西川くんは、すごく仕事熱心で社内でも評価が高い人で、私も信頼してたんだけど、あの日…駅でいきなりキスされて、颯太郎は金子グループの後継者だから専務の姪御さんの三上さんの方が相応しいって言われて…。
私、言い返せなくて、家に帰った頃に颯太郎からの電話が掛かってきたと思ったら三上さんの声が聞こえてきて…益々自信がなくなっちゃって連絡出来なかったの…。
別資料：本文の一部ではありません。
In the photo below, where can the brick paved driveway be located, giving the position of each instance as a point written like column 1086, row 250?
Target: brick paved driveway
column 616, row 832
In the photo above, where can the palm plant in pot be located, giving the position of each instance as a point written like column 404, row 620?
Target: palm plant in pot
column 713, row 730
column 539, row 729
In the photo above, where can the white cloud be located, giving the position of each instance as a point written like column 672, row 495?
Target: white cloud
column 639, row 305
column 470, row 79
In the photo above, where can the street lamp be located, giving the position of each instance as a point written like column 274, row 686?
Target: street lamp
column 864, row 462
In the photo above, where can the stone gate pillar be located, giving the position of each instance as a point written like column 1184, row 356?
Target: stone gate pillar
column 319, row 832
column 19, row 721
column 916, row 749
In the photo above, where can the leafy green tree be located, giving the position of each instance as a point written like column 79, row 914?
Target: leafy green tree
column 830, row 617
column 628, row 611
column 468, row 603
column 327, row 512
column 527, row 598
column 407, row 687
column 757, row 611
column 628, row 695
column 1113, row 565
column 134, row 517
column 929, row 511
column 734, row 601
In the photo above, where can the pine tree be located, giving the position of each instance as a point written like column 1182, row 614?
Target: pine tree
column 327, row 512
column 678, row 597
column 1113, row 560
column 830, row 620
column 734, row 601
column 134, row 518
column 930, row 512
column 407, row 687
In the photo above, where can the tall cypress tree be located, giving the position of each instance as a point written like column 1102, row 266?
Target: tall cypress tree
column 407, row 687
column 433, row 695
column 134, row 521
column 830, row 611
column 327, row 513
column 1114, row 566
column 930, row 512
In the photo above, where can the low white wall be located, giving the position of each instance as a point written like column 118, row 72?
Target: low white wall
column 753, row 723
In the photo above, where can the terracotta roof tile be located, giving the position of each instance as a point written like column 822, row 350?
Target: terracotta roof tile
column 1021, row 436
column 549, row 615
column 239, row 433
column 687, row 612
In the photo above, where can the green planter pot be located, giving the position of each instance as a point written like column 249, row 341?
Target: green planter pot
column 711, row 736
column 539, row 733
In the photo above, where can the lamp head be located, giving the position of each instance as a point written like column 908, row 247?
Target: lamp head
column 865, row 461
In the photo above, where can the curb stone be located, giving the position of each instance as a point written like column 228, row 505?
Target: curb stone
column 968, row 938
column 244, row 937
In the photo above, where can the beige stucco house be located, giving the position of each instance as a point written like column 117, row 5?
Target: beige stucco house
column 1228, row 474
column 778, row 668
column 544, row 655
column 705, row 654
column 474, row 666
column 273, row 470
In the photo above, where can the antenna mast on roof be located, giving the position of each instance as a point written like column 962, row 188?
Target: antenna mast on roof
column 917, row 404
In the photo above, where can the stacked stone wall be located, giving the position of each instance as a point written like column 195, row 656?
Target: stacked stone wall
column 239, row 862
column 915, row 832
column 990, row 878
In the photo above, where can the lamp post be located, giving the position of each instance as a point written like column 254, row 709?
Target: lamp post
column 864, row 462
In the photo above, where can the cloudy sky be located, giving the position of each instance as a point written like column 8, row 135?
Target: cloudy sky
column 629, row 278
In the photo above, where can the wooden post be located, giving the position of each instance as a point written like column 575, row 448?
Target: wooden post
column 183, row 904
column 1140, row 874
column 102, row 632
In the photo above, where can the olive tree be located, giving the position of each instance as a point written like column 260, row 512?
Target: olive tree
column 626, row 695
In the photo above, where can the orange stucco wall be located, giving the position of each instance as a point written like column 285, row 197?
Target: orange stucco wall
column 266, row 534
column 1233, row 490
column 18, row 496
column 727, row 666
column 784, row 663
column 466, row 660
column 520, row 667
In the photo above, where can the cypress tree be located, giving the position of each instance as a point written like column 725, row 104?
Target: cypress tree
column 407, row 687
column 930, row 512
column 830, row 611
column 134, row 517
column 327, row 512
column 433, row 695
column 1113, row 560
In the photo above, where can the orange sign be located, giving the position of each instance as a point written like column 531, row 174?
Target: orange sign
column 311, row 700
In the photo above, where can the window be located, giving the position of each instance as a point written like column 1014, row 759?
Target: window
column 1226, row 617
』

言い終わると、茉莉は思い出したのか泣きそうな表情になる。

颯太郎は咄嗟に茉莉の両手を掴み両手でギュッと包み込んだ。


…茉莉にそんな顔をさせているのは俺なのか。俺が自分の保身ばかりじゃなくて、もっと早く伝えておけば茉莉にこんな想いをさせなくて済んだのかもしれない…。

全身の血の気が引いていくような感覚になるのは三上汐里に帰り際言われた言葉が耐えているのかもしれない。

色々思うことはあるが、俺の様子を怯えた表情で伺う茉莉の姿を見たら取り敢えず自分も最近の出来事を話すことにした。